# How black is ink jet ink on a waterslide decal on wood?



## randyrls (Dec 20, 2011)

I've made several of the PSI Chinese good luck symbol pens and while I like the idea, but depth of the engraving isn't deep enough.  When I put a gentle curve on a pen, the bottom of the inlay is visible.

I have thought of using waterslide decals and finishing the pen before applying a decal.  This will allow me to use different colors and pen types.

My question is how deep a black is the ink jet ink when printing on a waterslide decal?

Does anyone here sell the decal sheets???


----------



## navycop (Dec 20, 2011)

randyrls said:


> Does anyone here sell the decal sheets???


There is a guy named ribnet that sells decals separate.


----------



## okiebugg (Dec 20, 2011)

*Black*

I don't know what type of wood you are going to put decals on, but black decals are as black as they come from your printer. The real problem is contrast. Blk decals don't show up very good on darker wood unless you use white decal paper. white decal paper makes the black stand out. I do this frequently rather than incur the expense of engraving.

Naturally, black does stand out on light colored wood without using the white decal paper.

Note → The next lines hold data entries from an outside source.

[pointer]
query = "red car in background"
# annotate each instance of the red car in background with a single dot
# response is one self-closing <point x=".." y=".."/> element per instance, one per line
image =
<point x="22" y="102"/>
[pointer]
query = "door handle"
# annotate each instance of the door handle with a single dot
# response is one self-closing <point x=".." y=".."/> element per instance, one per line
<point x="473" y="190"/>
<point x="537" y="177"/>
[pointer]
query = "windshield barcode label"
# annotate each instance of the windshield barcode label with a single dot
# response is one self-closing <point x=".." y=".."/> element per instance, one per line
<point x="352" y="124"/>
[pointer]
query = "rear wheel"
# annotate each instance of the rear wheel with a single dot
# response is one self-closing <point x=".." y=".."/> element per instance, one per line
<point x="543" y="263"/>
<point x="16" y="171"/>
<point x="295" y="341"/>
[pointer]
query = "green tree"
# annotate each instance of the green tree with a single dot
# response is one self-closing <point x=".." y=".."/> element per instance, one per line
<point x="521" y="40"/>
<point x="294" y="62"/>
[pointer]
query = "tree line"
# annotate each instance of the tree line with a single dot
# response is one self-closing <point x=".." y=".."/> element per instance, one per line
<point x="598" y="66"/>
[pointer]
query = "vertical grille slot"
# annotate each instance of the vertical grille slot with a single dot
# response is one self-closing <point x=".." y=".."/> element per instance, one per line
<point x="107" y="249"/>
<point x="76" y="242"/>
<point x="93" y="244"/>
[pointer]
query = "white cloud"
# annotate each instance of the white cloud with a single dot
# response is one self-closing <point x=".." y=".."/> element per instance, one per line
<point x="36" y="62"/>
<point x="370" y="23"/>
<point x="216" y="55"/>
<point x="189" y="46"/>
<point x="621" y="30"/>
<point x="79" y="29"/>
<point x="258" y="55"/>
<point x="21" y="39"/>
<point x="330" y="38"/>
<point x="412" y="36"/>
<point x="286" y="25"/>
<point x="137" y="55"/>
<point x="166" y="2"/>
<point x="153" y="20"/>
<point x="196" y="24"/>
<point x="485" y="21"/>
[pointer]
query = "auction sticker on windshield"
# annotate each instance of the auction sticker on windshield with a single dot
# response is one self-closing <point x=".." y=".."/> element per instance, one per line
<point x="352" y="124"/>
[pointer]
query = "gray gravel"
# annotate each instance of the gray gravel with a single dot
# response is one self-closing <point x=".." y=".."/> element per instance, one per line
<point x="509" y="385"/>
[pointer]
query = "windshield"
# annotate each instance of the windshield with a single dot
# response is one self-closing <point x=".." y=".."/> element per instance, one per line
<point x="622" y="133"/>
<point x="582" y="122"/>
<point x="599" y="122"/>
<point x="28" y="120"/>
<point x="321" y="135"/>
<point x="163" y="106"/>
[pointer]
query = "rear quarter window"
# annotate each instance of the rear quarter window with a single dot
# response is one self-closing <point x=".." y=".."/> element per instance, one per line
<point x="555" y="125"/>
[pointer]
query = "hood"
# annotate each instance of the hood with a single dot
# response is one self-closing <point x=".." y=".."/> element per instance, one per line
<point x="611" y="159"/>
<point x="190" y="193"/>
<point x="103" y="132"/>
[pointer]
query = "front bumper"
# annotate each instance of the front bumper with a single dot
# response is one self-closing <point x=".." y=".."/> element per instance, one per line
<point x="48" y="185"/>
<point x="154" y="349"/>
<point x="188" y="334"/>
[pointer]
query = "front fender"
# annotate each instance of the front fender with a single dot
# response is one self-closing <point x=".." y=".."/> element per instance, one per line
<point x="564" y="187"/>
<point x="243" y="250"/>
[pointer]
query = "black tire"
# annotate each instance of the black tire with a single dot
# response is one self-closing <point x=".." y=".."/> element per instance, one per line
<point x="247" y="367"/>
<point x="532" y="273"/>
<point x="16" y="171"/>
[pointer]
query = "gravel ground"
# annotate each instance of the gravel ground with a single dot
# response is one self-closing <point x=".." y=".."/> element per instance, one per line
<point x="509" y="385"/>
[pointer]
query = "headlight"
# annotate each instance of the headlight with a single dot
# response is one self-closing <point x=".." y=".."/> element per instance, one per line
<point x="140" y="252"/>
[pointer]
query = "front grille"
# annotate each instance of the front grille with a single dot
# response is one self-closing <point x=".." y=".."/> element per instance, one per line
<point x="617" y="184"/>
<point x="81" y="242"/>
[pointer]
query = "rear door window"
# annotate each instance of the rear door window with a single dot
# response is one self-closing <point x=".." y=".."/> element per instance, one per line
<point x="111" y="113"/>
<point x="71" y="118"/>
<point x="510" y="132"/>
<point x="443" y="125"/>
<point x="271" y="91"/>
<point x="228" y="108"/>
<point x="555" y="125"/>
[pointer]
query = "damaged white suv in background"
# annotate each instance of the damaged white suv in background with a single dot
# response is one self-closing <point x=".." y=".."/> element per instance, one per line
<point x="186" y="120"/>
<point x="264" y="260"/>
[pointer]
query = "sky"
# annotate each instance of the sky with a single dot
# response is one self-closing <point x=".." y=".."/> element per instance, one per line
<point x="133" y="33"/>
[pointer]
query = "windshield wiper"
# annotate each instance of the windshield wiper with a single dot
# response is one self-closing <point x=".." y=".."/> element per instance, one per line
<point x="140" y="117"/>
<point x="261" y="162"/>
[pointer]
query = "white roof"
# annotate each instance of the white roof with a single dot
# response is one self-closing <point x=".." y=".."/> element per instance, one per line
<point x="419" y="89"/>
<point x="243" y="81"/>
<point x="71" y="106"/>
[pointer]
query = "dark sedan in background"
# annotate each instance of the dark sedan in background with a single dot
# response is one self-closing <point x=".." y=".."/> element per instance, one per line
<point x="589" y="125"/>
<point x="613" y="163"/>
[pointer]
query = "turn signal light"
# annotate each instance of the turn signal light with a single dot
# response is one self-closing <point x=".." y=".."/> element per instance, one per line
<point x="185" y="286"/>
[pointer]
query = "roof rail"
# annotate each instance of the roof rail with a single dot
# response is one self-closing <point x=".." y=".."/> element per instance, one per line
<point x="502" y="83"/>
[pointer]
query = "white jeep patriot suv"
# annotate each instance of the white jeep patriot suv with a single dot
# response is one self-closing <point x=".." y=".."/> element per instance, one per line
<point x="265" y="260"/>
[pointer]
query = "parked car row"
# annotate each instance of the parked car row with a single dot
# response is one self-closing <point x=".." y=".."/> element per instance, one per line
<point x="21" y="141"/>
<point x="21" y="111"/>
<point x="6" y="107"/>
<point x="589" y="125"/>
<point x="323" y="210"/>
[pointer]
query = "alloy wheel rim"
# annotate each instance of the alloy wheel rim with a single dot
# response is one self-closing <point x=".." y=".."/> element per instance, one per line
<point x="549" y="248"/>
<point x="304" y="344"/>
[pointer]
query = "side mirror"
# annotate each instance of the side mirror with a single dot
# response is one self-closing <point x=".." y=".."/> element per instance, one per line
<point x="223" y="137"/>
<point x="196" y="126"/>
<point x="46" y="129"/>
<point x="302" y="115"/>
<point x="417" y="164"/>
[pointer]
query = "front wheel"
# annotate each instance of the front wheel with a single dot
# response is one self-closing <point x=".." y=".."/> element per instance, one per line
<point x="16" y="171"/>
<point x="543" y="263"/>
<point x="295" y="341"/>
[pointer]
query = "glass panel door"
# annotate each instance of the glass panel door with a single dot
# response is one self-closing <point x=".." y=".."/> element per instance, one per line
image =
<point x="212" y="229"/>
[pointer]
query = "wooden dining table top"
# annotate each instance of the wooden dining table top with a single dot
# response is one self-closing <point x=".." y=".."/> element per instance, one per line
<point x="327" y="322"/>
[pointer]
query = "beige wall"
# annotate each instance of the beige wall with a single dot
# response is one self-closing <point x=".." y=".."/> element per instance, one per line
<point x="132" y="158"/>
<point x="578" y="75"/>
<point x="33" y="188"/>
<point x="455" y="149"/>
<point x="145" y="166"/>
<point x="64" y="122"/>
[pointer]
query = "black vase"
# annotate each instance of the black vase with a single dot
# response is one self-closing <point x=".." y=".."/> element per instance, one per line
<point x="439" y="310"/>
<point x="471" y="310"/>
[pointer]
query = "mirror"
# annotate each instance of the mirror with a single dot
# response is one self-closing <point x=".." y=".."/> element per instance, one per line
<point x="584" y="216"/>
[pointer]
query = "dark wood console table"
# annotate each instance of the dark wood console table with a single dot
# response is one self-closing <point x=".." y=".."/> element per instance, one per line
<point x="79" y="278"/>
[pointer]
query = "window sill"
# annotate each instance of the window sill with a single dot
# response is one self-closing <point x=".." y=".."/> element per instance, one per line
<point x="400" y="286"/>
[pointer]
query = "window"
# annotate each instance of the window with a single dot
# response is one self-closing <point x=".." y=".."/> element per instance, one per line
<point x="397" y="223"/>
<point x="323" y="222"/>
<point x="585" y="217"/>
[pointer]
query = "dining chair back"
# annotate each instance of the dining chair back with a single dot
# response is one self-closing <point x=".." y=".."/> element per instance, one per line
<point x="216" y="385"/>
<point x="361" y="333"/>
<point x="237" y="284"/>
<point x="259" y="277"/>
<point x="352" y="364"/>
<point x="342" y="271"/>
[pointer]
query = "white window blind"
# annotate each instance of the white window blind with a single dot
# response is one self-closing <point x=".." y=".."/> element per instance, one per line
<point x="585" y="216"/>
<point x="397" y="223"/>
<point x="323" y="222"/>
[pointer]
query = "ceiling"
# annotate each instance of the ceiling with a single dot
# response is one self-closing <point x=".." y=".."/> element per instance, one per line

If I were you, I would make some light and some dark dowels and experiment. FWIW


----------



## Pioneerpens (Dec 21, 2011)

I also use a lot of decals, but remember if you do use the white paper, you will have to cut around your image so that you get all the white off.  Otherwise you will have it show up on your pen and then it will look like a decal instead of a more natural look like you get with the clear background.


----------



## randyrls (Dec 22, 2011)

Thanks to ALL for the info.  I was looking to see how black and opaque the decal would be.  I think I will try this.


----------



## wouldentu2? (Dec 22, 2011)

Black from an inkjet is very,well black. But I have noticed that If you look very close there are sometimes cracks in color if you mess with the printer selection and choose "vivid photo" its as if it puts too much ink on the decal.


----------



## toyotaman (Dec 23, 2011)

I buy my waterslide decal paper from Hobby Lobby in the model car section. They have white or clear. Clear works best and its made by Testors. Don't forget your decal bonder in the spray can located in the same area. It's great for sealing those decals.


----------